Ceramic tiles small holes (as opposed to hard porcelain) Drilling is easy with diamond drill holesaws bits

Drilling small holes for fixtures and fittings

In to ceramic or hard tiles –

By Richard Hazell of the website 365drills.com (C)

This is a tile we drilled using an 8mm diamond drill. We slightly overbored it to slip in a 6 or 7mm rawl plug. In this photo you can see a traditional drill bit in the orange drill pack. These are spade drills and they work from the centre out.

The spade rips the tile to form an ever wider circle until it pushes through the glaze. We however use a diamond cone. The cone only remove the outer edge of the 8mm hole making it a less agressive process. Diamond drills for use with fixtures and fitting are a gentle solution.

This is the hollow core going into the tile. Its about the size of a bic biro.

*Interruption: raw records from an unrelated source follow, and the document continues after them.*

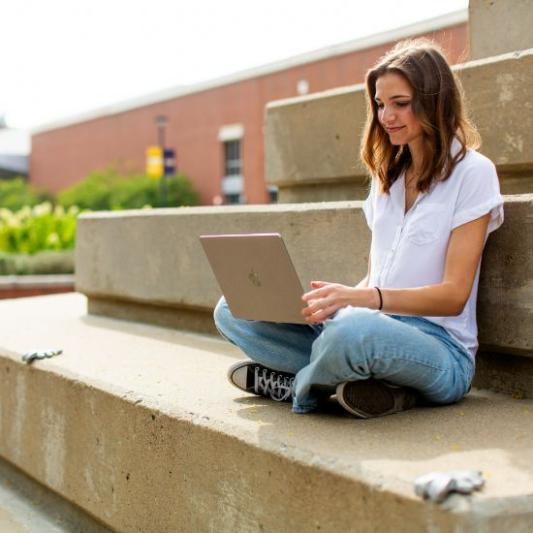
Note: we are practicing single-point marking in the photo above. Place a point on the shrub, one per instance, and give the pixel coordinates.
(105, 190)
(17, 193)
(47, 262)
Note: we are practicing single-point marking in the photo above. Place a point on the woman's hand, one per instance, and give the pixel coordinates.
(327, 298)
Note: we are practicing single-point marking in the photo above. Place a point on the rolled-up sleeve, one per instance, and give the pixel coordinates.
(479, 195)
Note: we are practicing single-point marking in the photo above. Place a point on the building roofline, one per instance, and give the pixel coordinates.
(436, 23)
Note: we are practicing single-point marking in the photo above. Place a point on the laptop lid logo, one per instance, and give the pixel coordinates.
(253, 276)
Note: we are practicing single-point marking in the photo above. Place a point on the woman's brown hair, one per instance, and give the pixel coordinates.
(438, 105)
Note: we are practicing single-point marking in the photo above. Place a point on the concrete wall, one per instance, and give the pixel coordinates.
(312, 143)
(499, 26)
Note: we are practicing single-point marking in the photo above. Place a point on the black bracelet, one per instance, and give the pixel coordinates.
(380, 298)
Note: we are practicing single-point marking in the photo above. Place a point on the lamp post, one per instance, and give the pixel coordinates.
(161, 122)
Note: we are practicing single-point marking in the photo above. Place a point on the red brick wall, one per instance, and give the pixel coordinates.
(64, 156)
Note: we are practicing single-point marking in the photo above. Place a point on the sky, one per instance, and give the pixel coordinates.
(64, 57)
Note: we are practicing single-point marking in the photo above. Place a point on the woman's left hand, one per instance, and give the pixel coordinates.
(327, 298)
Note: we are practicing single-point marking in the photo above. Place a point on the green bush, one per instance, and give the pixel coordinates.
(17, 193)
(32, 230)
(106, 190)
(48, 262)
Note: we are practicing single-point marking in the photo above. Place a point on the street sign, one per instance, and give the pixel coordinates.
(170, 162)
(154, 162)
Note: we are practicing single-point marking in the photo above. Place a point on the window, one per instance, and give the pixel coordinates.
(232, 158)
(232, 181)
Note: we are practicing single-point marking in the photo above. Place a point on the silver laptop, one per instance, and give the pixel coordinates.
(256, 275)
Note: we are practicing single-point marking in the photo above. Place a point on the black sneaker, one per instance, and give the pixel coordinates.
(373, 397)
(258, 379)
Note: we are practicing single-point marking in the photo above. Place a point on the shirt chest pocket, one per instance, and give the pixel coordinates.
(427, 224)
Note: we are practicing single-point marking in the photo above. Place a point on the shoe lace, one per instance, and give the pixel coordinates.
(269, 383)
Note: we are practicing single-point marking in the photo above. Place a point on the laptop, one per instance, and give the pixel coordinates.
(256, 275)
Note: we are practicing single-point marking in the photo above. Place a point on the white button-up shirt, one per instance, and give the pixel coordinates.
(409, 249)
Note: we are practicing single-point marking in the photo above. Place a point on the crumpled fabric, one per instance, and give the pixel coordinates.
(436, 486)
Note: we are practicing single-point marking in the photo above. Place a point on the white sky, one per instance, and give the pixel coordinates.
(63, 57)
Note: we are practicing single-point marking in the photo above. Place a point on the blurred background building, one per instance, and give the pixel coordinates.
(216, 128)
(14, 151)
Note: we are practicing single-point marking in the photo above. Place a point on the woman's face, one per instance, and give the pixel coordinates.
(394, 96)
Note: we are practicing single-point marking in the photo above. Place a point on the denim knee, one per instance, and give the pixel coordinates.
(351, 326)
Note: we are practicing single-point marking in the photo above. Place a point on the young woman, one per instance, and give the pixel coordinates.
(408, 330)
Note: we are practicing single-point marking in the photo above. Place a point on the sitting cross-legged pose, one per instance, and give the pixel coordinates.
(407, 332)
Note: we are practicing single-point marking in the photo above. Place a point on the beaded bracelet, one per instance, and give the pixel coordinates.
(380, 298)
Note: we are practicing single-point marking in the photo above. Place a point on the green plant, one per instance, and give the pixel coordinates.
(31, 230)
(105, 190)
(16, 193)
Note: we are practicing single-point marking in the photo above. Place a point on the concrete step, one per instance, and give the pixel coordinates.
(137, 425)
(28, 507)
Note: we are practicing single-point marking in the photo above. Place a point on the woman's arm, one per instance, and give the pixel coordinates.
(364, 281)
(443, 299)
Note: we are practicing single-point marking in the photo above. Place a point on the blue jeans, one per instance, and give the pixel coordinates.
(356, 343)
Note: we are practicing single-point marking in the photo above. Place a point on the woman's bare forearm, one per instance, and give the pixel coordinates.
(441, 299)
(363, 283)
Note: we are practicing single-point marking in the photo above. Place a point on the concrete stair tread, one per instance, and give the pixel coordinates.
(183, 375)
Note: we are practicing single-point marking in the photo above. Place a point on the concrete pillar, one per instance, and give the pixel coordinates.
(499, 26)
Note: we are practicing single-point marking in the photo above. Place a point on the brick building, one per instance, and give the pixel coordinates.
(216, 127)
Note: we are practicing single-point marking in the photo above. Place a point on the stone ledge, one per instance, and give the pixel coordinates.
(169, 282)
(138, 426)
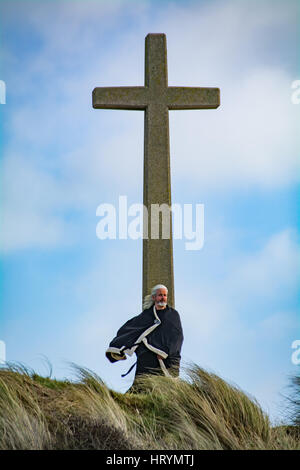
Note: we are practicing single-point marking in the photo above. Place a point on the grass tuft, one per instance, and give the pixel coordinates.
(200, 412)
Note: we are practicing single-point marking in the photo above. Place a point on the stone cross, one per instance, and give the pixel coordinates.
(156, 98)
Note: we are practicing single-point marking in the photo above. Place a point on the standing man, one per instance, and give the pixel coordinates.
(155, 335)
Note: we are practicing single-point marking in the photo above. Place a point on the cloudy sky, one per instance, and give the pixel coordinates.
(64, 292)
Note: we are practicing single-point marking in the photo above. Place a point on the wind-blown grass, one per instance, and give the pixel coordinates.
(199, 412)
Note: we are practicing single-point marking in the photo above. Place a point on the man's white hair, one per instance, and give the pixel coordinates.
(148, 301)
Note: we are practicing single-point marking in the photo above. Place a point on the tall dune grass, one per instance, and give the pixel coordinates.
(200, 412)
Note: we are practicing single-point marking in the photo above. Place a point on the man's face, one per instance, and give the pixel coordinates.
(160, 299)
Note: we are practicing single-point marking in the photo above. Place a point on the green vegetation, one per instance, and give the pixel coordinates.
(200, 412)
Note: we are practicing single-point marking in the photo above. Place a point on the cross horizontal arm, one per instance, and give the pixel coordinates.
(120, 98)
(192, 98)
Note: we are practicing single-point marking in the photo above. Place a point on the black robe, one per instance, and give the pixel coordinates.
(151, 333)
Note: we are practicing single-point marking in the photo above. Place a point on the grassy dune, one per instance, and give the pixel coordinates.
(200, 412)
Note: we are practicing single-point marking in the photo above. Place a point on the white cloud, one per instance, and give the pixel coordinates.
(249, 141)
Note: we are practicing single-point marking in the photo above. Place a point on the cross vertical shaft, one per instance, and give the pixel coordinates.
(157, 254)
(155, 99)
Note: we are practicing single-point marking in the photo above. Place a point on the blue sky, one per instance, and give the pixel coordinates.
(64, 292)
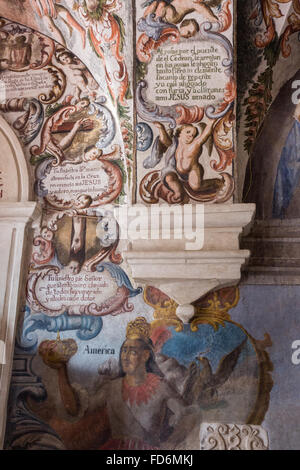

The advantage of this is less chipping of the tile in such a small area. You can see below the hole is perfect and the rawl plug just slides in.

OK so perhaps on first impressions the rawl plug is looking a bit lost in the tile but the idea is not to put pressure on the tile with the fitting. You can crack it. What we want is the substrate behind to take the weight of the fitting which could be a bathroom cabinet for example.

Here you can see the screw pushes in. Already the jaws of the plug are opening to fit the space.

The rawl plug would by now be slotted into the substrate at the back of the tile. Either ply, wood, breeze block or brick. Its the back of the tile that should bear the weight.

Also look closely at all the holes in this picture to see totally perfect holes. Even at the back.